Thomas Huertas will present his new paper on ‘Completing banking union’. To complete banking union, there should be a single European deposit insurance scheme (EDIS) alongside the single supervisor and the single resolution authority. This would ensure uniformity across the Eurozone and facilitate the removal of barriers to the mobility of liquidity and capital within the single market. That in turn would promote efficiency in the banking sector and in the economy at large — just at the time that the EU needs to boost growth in order to remain competitive with the US and China. The EDIS promise to promptly reimburse insured deposits at a failed bank in the Eurozone should be unconditional. But who will stand behind that commitment? Who is the “E” in EDIS? Is its promise credible, even in a crisis? If a deposit guarantee scheme fails to deliver what people expect, panic would very likely erupt. Instead of strengthening financial stability, deposit insurance could destroy it. Yet this is the risk that current proposals pose. They create the impression that there will be a single deposit guarantee scheme. There will not. Instead, there will be a complex set of liquidity and reinsurance arrangements among Member State schemes. These defects need to be remedied. To do so, the paper proposes creating a European Deposit Insurance Corporation (EDIC) alongside national schemes. For banks that meet EDIC’s strict entry criteria and decide to become members, EDIC will promise to reimburse promptly — in the event the member bank fails — 100 cents on the euro in euro for each euro of insured deposits, regardless of the Eurozone Member State in which the bank is headquartered. In effect, the single deposit guarantee scheme would be created via migration to EDIC rather than mutualisation of existing schemes. This would increase the mobility of capital and liquidity and lead to a convergence of interest rates across the Eurozone. That in turn will improve the effectiveness of monetary policy, foster integration and promote growth.

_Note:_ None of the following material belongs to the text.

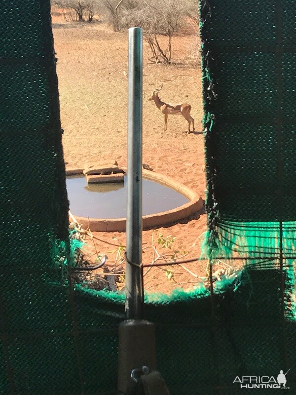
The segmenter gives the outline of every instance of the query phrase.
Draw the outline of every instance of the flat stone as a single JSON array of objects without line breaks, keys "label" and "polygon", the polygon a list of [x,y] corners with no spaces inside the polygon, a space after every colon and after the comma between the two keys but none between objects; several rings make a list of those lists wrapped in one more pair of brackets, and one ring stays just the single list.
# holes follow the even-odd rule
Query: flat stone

Dr Thomas F. Huertas is currently Senior Fellow at the Center for Financial Studies and Adjunct Professor at the Institute for Law and Finance, both at the Goethe-Universität in Frankfurt, Germany. Previously he was a partner at EY, where he chaired the firm‘s Global Regulatory Network and advised banks on strategic and regulatory issues. Prior to joining EY, he was Alternate Chair of the European Banking Atuhority and Member of the Executive Committee at the UK Financial Services Authority. He also held various senior positions at Citigroup. He has published extensively on issues in financial regulation, especially resolution and banking union (EU). He holds a Ph.D. In Economics from the University of Chicago.